Illinois recently legalized adult recreational marijuana possession. However, those laws end at the border of the state. If a Missouri resident purchases legal cannabis in a regulated Illinois dispensary, bringing their purchase back into Missouri is a violation of both Missouri state law and federal law. Even those who participate in the Missouri State medical marijuana program would violate the law by crossing state lines with cannabis in their vehicle.
Obviously, other prohibited or controlled substances won’t even be a gray area. Bringing cocaine, illegal prescription drugs or heroin into or out of Missouri could result in accusations of federal drug trafficking.
Drug trafficking involves moving prohibited substances, not just selling them
There are quite a few people who mistakenly believe that drug trafficking refers only to the sale or distribution of controlled substances. However, drug trafficking can also involve moving drugs from one location to another.

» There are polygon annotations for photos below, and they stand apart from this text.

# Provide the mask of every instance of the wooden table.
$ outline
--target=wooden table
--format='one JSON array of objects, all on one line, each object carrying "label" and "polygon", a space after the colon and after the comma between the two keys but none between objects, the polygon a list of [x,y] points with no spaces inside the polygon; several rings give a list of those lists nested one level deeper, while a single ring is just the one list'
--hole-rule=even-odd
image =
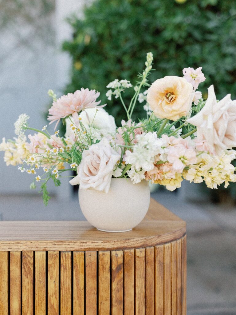
[{"label": "wooden table", "polygon": [[185,232],[153,200],[130,232],[0,222],[0,314],[186,315]]}]

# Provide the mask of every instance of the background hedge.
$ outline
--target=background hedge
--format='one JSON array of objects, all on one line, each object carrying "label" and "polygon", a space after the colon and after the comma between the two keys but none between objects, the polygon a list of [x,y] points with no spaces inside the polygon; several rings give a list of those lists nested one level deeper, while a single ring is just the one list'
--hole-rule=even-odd
[{"label": "background hedge", "polygon": [[151,81],[202,66],[204,96],[213,83],[218,98],[228,93],[236,98],[236,1],[177,1],[97,0],[85,9],[83,20],[70,18],[73,39],[63,47],[73,63],[65,92],[97,90],[119,123],[124,111],[118,100],[107,101],[106,86],[116,78],[135,81],[151,51],[156,69]]},{"label": "background hedge", "polygon": [[[135,82],[149,51],[156,69],[151,82],[201,66],[206,78],[200,86],[204,97],[213,83],[218,98],[229,93],[236,98],[236,1],[95,0],[85,9],[83,20],[74,16],[68,21],[73,39],[63,48],[72,63],[64,92],[82,87],[98,90],[118,125],[125,112],[118,100],[107,100],[106,86],[116,78]],[[131,89],[124,96],[127,103]],[[145,115],[143,105],[134,113],[140,117]],[[236,199],[235,186],[231,187]]]}]

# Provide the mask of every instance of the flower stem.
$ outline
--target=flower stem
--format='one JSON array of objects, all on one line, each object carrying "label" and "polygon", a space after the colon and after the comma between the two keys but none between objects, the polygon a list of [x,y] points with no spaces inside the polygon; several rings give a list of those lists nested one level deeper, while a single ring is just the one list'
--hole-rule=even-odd
[{"label": "flower stem", "polygon": [[124,176],[125,173],[126,173],[127,171],[128,171],[129,169],[130,169],[131,167],[131,164],[127,164],[126,167],[124,169],[123,171],[122,172],[122,174],[119,177],[117,177],[118,178],[121,178],[122,177]]},{"label": "flower stem", "polygon": [[119,96],[120,97],[120,99],[121,101],[121,102],[122,103],[122,105],[123,105],[124,108],[125,109],[125,110],[126,112],[126,113],[127,114],[127,118],[128,118],[128,120],[130,119],[130,117],[129,116],[129,112],[128,111],[128,110],[126,108],[126,106],[125,106],[125,103],[124,102],[124,101],[123,100],[123,99],[122,98],[122,96],[121,96],[121,94],[120,93],[119,94]]},{"label": "flower stem", "polygon": [[30,130],[33,130],[34,131],[37,131],[38,132],[40,132],[40,133],[42,134],[43,135],[44,135],[45,136],[46,136],[47,138],[48,138],[48,139],[51,139],[51,137],[48,135],[47,134],[46,134],[45,132],[43,132],[41,130],[39,130],[38,129],[36,129],[35,128],[31,128],[30,127],[27,127],[27,129],[29,129]]},{"label": "flower stem", "polygon": [[161,133],[163,131],[163,129],[165,128],[165,126],[166,126],[166,124],[167,123],[168,121],[169,121],[169,119],[168,118],[166,118],[163,122],[162,124],[161,125],[161,126],[160,126],[160,128],[157,133],[156,134],[158,137],[159,136]]},{"label": "flower stem", "polygon": [[168,136],[170,137],[171,136],[172,136],[173,135],[174,135],[176,133],[176,131],[177,131],[178,130],[179,130],[180,129],[181,129],[181,128],[182,128],[182,127],[183,127],[184,126],[185,124],[185,123],[183,123],[182,125],[181,125],[178,128],[177,128],[177,129],[176,129],[173,132],[171,132],[171,134],[170,134],[169,135],[168,135]]},{"label": "flower stem", "polygon": [[183,138],[183,139],[185,139],[185,138],[188,137],[188,136],[191,136],[191,135],[194,134],[194,132],[195,132],[197,131],[197,128],[195,128],[195,129],[194,129],[193,130],[192,130],[191,131],[189,131],[189,132],[188,132],[187,134],[186,135],[183,135],[181,137]]}]

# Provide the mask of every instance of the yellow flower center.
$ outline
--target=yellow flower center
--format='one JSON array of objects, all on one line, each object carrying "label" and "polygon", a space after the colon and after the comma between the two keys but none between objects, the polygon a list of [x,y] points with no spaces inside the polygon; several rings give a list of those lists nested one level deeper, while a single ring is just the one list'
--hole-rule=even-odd
[{"label": "yellow flower center", "polygon": [[176,98],[176,96],[173,92],[168,92],[165,94],[164,96],[165,100],[170,104],[172,103]]}]

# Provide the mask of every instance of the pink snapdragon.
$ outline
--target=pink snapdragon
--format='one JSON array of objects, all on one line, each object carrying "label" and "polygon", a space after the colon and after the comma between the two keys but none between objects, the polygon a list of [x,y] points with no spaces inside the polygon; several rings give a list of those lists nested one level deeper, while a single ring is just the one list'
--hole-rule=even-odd
[{"label": "pink snapdragon", "polygon": [[185,166],[194,164],[197,161],[195,150],[183,146],[170,148],[167,159],[172,163],[173,169],[178,173],[182,173]]},{"label": "pink snapdragon", "polygon": [[196,91],[199,84],[206,79],[204,74],[202,72],[202,67],[199,67],[195,70],[193,68],[184,68],[183,69],[183,77],[188,82],[192,84],[194,90]]},{"label": "pink snapdragon", "polygon": [[61,118],[65,118],[69,115],[72,115],[76,126],[78,127],[79,122],[78,113],[86,108],[95,107],[104,107],[106,104],[97,106],[101,101],[96,100],[100,93],[96,92],[95,90],[82,88],[77,90],[74,93],[68,93],[63,95],[57,100],[54,101],[53,105],[49,110],[48,120],[51,120],[49,124],[57,121],[55,129],[60,121]]}]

Even if you don’t intend to resell them, crossing state lines with drugs in your possession is a form of trafficking under federal law. The penalties vary drasticallydepending on the substance in question, the number of previous offenses on your record and the amount of the drug in your possession at the time of your arrest.
Defending against federal drug crimes is different than defending against state charges. You should consider talking with an attorney who has experience in federal criminal defense to devise a workable defense strategy when facing federal crimes related to the transportation of drugs across state lines.